One thing that tripped me up: Continue.dev’s autocomplete doesn’t start working immediately on first install. You have to actually open a file in a supported language and wait a few seconds for the first suggestion. I thought it was broken for about 20 minutes before I figured this out. Just wait.
5 Prompts That Actually Help
These are prompts I use regularly. Paste them into Continue.dev’s chat, or Open WebUI, with your code attached.
“Review this function for bugs and suggest improvements: [paste code]” — good for a second opinion before committing.
“Write unit tests for this class covering edge cases: [paste class]” — gets you a starting draft fast.
“Explain what this code does, line by line, in plain English: [paste code]” — I use this when I inherit someone else’s nightmare.
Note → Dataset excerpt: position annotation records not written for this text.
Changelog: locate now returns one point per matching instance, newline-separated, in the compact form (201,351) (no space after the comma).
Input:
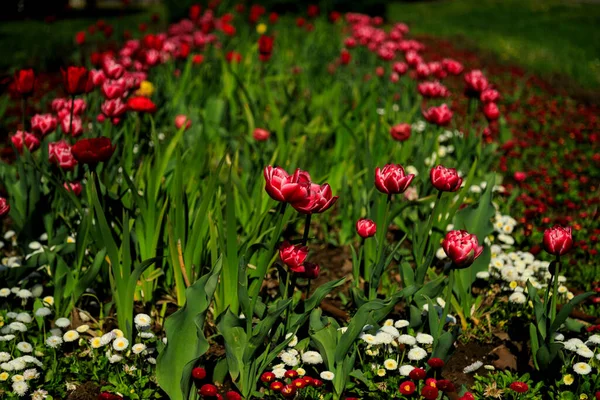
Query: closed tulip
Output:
(43,124)
(293,256)
(284,187)
(440,115)
(445,179)
(59,153)
(366,228)
(392,179)
(558,240)
(25,139)
(462,248)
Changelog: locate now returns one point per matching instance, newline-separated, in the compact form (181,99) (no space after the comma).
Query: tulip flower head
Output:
(391,179)
(462,248)
(558,240)
(445,179)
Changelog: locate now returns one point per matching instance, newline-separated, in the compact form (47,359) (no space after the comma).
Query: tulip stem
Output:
(430,225)
(72,110)
(306,229)
(23,110)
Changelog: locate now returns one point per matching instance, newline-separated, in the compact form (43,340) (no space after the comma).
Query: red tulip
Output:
(59,153)
(113,108)
(293,256)
(26,139)
(400,132)
(141,104)
(440,115)
(80,37)
(475,82)
(4,207)
(112,89)
(366,228)
(433,90)
(198,373)
(407,388)
(76,80)
(208,390)
(491,111)
(417,374)
(558,240)
(489,96)
(345,57)
(93,151)
(392,179)
(462,248)
(260,134)
(74,129)
(435,362)
(24,81)
(445,179)
(429,392)
(284,187)
(319,199)
(452,67)
(182,120)
(74,187)
(265,47)
(519,387)
(43,124)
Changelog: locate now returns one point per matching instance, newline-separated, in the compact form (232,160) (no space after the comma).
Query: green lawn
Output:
(549,37)
(43,45)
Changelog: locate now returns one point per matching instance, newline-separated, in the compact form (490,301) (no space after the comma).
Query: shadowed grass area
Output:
(549,37)
(47,45)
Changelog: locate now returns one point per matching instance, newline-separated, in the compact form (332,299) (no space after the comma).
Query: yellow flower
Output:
(568,379)
(146,89)
(261,28)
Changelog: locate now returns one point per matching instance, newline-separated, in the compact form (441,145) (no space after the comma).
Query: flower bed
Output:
(251,205)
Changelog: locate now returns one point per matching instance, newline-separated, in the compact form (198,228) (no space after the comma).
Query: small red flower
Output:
(24,81)
(519,387)
(407,388)
(208,390)
(366,228)
(141,104)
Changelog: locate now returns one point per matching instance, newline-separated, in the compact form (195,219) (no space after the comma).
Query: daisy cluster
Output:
(30,339)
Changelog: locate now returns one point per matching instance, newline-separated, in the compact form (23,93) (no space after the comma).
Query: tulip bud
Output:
(182,120)
(445,179)
(392,179)
(462,248)
(400,132)
(293,256)
(558,240)
(366,228)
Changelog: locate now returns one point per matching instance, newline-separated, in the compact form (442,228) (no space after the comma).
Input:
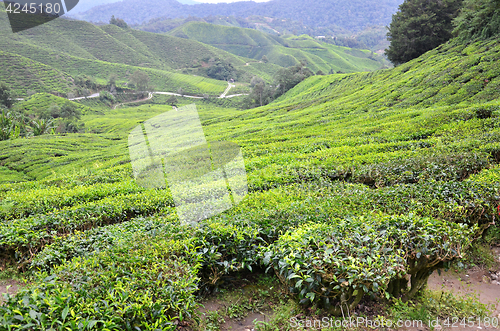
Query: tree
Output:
(419,26)
(6,95)
(287,78)
(112,81)
(478,19)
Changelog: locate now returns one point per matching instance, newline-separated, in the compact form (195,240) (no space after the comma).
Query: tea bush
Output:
(339,262)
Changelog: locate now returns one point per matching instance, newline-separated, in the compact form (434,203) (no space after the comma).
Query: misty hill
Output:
(353,15)
(49,57)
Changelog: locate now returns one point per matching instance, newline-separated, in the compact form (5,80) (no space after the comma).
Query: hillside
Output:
(64,48)
(360,187)
(344,14)
(283,51)
(372,37)
(385,168)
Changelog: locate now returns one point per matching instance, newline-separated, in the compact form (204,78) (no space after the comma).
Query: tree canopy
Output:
(419,26)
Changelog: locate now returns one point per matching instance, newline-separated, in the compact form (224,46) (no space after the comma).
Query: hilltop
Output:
(344,14)
(357,183)
(67,49)
(406,158)
(283,51)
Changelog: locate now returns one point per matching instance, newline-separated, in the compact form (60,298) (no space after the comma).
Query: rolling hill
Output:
(348,15)
(405,158)
(360,186)
(67,48)
(283,51)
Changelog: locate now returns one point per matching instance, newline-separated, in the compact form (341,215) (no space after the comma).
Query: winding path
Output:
(222,96)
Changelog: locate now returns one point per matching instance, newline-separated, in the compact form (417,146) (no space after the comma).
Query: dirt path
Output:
(8,286)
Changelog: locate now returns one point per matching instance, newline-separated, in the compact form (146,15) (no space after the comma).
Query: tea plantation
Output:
(360,186)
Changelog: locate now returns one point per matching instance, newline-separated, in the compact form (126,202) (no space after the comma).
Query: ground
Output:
(248,302)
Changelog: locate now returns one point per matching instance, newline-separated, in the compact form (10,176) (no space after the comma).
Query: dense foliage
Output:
(419,26)
(349,15)
(357,183)
(282,51)
(284,80)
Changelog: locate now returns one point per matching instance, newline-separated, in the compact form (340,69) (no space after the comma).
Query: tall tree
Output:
(478,19)
(419,26)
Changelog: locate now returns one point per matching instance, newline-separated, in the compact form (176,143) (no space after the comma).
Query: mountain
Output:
(352,15)
(283,51)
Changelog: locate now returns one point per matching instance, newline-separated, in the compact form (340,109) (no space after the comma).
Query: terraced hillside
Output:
(357,183)
(282,51)
(48,58)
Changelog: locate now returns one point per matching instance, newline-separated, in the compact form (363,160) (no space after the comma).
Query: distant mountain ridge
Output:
(353,15)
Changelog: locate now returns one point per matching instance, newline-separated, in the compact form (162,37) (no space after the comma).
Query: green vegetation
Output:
(329,15)
(478,19)
(357,182)
(282,51)
(420,26)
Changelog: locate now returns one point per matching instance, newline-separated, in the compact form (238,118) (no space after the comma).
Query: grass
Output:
(281,51)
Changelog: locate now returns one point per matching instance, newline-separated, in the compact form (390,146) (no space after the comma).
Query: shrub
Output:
(335,264)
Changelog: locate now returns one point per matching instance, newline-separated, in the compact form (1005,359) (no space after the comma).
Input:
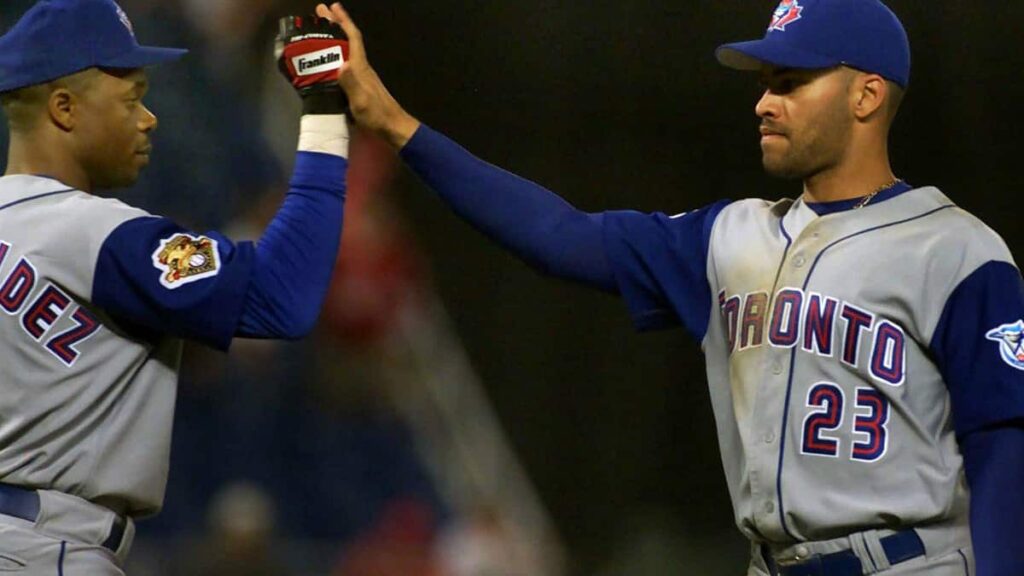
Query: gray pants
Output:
(947,552)
(65,540)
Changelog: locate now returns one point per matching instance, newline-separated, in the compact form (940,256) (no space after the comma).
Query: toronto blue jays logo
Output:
(1011,338)
(786,13)
(124,19)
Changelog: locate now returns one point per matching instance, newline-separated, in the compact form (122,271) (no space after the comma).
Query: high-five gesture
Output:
(372,106)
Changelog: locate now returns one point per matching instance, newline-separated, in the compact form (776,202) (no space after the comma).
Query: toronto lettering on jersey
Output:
(819,325)
(39,315)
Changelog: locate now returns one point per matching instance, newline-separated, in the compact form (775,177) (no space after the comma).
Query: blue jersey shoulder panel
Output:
(979,346)
(153,273)
(660,265)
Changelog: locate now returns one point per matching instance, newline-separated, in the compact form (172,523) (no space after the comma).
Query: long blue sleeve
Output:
(531,221)
(994,463)
(295,256)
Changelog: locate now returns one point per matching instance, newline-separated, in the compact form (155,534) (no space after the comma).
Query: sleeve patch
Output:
(183,258)
(1011,342)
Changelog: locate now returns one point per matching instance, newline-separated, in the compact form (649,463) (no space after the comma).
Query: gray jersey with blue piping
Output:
(85,407)
(844,352)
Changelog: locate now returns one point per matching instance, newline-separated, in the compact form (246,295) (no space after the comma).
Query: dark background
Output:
(622,105)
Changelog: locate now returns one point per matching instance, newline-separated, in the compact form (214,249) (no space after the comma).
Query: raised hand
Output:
(372,106)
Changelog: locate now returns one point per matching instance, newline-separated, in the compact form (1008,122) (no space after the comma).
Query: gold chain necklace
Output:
(867,199)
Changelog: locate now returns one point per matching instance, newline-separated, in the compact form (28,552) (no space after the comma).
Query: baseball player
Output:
(864,342)
(96,296)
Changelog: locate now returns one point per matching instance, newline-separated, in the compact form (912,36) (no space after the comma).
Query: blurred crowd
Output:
(324,456)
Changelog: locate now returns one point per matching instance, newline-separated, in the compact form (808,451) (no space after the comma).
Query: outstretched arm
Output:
(535,223)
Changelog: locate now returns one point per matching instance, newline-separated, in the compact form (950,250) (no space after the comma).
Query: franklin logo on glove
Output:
(323,60)
(310,52)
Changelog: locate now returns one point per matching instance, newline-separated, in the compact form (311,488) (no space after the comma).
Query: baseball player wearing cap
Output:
(863,341)
(96,296)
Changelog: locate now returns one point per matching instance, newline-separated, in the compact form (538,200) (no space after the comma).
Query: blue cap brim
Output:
(143,56)
(754,54)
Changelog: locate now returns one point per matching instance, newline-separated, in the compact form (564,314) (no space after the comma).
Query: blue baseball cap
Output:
(56,38)
(817,34)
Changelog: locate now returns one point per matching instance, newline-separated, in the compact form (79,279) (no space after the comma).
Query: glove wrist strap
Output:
(325,134)
(330,100)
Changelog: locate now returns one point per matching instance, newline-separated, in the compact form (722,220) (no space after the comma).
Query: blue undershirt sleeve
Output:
(527,219)
(295,256)
(994,463)
(660,264)
(979,346)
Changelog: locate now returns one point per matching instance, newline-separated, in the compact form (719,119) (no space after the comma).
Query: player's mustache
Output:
(769,128)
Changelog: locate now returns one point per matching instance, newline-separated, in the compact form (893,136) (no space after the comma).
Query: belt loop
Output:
(126,541)
(878,551)
(768,560)
(859,547)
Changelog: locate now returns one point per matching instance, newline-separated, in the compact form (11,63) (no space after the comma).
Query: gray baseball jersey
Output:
(845,351)
(87,394)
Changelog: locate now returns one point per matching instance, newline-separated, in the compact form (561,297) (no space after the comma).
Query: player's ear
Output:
(869,92)
(61,107)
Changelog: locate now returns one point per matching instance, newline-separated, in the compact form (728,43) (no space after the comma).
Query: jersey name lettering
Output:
(812,321)
(39,316)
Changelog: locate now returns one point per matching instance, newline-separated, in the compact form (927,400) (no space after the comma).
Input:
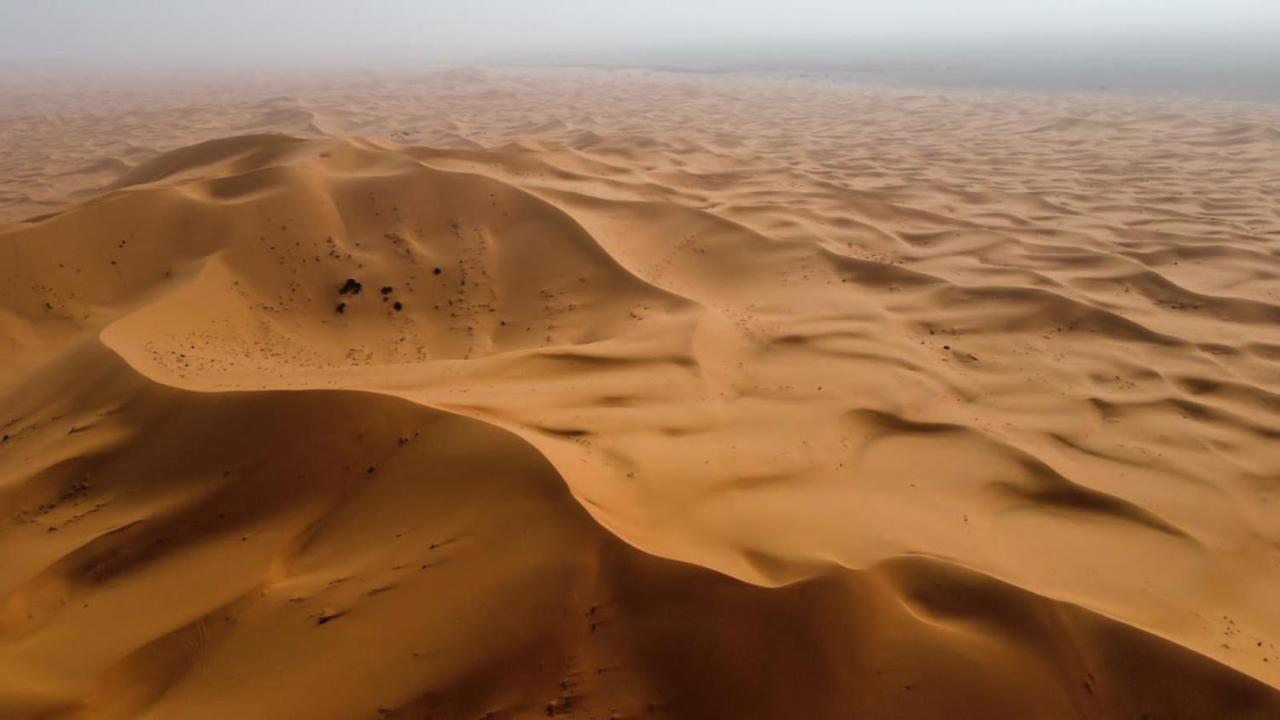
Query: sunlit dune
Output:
(494,393)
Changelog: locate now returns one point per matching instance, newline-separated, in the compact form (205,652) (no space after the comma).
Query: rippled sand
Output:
(659,395)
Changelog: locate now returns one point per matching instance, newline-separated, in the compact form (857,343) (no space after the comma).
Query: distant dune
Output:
(632,395)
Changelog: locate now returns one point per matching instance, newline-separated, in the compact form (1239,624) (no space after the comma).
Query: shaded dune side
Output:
(360,555)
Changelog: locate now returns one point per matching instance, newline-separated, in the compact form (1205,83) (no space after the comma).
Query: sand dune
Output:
(873,404)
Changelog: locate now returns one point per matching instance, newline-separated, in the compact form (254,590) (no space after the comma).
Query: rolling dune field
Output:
(585,393)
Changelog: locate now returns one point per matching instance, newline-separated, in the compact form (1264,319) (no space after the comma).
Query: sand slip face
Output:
(702,399)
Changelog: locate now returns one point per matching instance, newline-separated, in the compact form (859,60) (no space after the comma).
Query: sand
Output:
(659,396)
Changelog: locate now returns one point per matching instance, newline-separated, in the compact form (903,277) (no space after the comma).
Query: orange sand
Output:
(732,397)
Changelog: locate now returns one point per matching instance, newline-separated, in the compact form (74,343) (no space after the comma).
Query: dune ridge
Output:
(693,424)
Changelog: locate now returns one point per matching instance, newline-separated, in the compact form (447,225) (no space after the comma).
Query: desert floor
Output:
(511,393)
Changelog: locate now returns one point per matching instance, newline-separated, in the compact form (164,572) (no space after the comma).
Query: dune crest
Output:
(342,427)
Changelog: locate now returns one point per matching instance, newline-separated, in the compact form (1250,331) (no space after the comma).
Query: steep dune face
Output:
(593,424)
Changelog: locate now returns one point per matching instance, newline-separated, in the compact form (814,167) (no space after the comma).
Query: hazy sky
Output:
(245,32)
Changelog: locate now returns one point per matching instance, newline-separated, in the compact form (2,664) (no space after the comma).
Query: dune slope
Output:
(342,428)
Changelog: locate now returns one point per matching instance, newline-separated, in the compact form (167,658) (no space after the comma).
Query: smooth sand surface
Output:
(659,396)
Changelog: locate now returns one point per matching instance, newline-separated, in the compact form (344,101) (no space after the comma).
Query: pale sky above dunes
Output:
(237,31)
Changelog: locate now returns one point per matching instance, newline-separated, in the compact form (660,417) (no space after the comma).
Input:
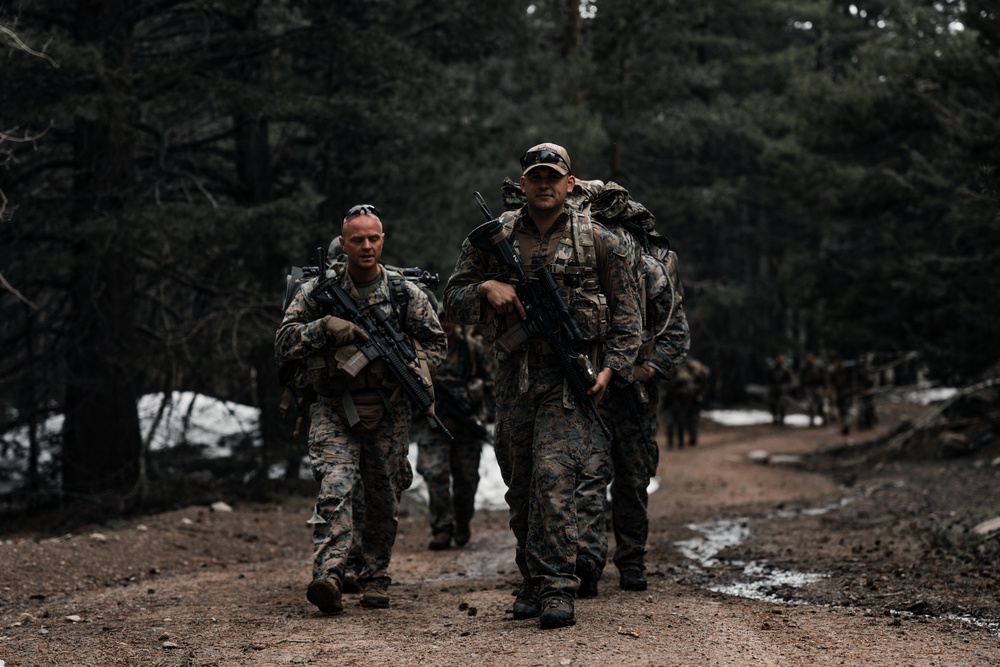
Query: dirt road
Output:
(197,587)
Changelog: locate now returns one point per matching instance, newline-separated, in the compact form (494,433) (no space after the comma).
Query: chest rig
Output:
(571,257)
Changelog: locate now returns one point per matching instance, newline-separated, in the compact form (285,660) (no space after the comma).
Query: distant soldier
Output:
(682,401)
(814,382)
(451,466)
(779,383)
(867,418)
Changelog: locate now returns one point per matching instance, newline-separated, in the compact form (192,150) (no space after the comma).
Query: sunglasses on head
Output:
(362,209)
(542,156)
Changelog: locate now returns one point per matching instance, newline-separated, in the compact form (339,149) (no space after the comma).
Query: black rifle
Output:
(450,404)
(547,313)
(384,342)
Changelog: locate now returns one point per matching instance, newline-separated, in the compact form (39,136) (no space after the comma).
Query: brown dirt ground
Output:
(902,568)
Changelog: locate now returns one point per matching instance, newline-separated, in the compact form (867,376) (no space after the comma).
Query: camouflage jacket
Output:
(666,336)
(618,284)
(301,335)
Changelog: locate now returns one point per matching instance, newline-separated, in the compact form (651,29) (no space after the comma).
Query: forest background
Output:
(825,169)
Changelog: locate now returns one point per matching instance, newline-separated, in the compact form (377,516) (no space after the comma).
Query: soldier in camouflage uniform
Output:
(681,400)
(631,409)
(814,382)
(451,467)
(359,424)
(544,439)
(779,384)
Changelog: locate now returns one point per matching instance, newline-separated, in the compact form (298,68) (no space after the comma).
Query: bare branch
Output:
(10,288)
(24,47)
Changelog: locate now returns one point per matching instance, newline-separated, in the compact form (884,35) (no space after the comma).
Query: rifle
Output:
(454,406)
(384,342)
(547,313)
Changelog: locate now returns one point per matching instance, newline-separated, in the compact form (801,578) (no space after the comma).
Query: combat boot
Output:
(586,570)
(632,578)
(376,594)
(325,594)
(557,612)
(440,542)
(526,604)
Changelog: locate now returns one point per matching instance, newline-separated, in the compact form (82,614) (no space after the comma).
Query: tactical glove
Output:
(342,331)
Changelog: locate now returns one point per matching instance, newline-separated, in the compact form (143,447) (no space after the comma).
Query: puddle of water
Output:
(762,579)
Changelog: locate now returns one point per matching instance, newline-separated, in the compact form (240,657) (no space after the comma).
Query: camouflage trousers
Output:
(355,559)
(634,457)
(451,470)
(341,457)
(543,444)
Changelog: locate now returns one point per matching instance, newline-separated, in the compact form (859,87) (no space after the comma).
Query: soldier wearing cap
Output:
(544,439)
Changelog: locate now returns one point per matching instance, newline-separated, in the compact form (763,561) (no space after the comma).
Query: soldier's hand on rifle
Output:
(642,373)
(342,331)
(502,297)
(604,378)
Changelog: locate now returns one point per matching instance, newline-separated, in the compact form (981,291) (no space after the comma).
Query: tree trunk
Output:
(102,442)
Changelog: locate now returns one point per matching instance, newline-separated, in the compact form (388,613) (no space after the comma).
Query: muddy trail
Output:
(769,546)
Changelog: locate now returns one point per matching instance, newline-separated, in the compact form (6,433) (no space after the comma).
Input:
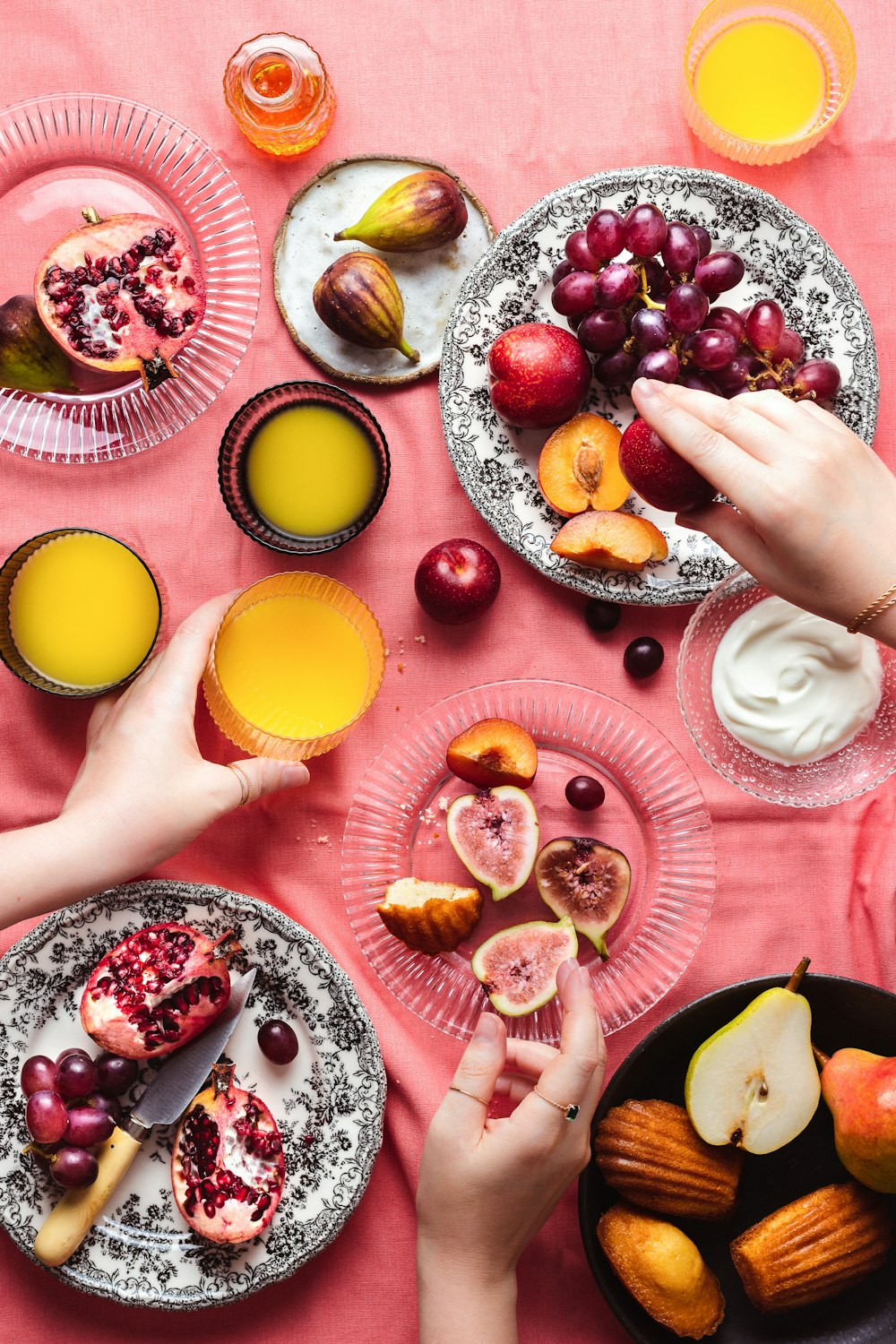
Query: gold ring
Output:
(568,1107)
(471,1096)
(245,782)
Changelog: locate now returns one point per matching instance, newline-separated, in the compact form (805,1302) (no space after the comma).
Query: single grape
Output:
(573,296)
(788,347)
(74,1168)
(712,349)
(661,365)
(686,306)
(277,1042)
(75,1077)
(645,230)
(727,320)
(38,1074)
(643,658)
(606,234)
(764,325)
(614,370)
(719,271)
(602,616)
(579,253)
(680,252)
(46,1117)
(602,331)
(115,1075)
(584,793)
(616,285)
(650,328)
(820,376)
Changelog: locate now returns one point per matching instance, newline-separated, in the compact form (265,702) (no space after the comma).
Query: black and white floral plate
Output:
(785,258)
(328,1102)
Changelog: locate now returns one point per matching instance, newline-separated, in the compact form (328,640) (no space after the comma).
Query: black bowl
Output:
(845,1012)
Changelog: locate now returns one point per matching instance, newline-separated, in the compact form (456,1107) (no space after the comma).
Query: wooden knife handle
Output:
(78,1210)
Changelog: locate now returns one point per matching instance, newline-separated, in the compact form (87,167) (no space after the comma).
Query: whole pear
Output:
(860,1090)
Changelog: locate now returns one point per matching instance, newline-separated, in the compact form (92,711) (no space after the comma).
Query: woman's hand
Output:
(487,1185)
(815,505)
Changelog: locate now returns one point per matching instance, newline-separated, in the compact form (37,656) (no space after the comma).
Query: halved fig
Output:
(493,752)
(587,881)
(519,967)
(495,835)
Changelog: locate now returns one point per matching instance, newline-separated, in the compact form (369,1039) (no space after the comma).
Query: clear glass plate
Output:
(64,152)
(653,812)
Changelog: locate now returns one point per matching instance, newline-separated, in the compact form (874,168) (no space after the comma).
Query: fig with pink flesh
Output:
(586,881)
(495,835)
(519,967)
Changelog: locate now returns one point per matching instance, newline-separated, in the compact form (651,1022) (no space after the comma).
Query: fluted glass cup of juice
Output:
(297,661)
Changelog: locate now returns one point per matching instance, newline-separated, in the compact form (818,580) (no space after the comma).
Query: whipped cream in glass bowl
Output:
(782,703)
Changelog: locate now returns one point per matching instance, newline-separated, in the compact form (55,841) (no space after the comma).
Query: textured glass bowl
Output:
(8,650)
(67,151)
(653,812)
(258,741)
(821,22)
(242,429)
(861,765)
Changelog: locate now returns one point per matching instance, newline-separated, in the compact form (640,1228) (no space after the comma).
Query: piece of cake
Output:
(813,1249)
(430,917)
(664,1271)
(651,1155)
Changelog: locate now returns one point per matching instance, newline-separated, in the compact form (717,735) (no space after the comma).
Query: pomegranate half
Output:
(228,1164)
(156,991)
(123,293)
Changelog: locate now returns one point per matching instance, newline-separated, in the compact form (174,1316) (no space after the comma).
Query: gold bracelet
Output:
(874,609)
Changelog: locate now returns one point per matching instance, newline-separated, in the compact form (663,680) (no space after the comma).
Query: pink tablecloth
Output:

“Refactor this function to be more readable and efficient: [paste code]” — works best with shorter functions, maybe 30–50 lines.
“Generate a README for this project based on the following code structure: [paste file tree and key files]” — this one saves maybe an hour of annoying work.
The models are honest about what they don’t know when you phrase things as specific tasks rather than vague questions. “Fix my code” gets worse results than “this function is returning undefined when the input array is empty, here’s the code.”
Is It Actually Worth the Switch?
Do the math. Copilot Individual is $10/month. Copilot Business is $19/month. Over 12 months that’s $120 to $228. Over two years, $240 to $456.
See I am not telling, Local LLms are better, they are not. But the only tradeoff we are talking here is the privacy, owing your own data and the freedom.
A decent machine that runs local coding AI well — say, adding 16GB of RAM to a machine that already has 16GB — costs maybe $60–80 for the RAM. A used RTX 3060 12GB GPU runs around $200–220 on OLX or Ebay similar in India right now.
You’re at break-even in less than a year on the hardware alone, and then you’re paying nothing after that.
The quality is not equal across the board. For complex multi-step reasoning or working with very large codebases, the cloud models still have an edge.
I’m not going to pretend otherwise. But for 80% of daily coding tasks — autocomplete, explaining code, writing tests, debugging — a local 7B or 14B model is completely fine.
And for freelancers handling client code that shouldn’t go anywhere near a cloud, there’s really no comparison.
Set it up once. It takes maybe 30 minutes. Then it just runs, every day, for free.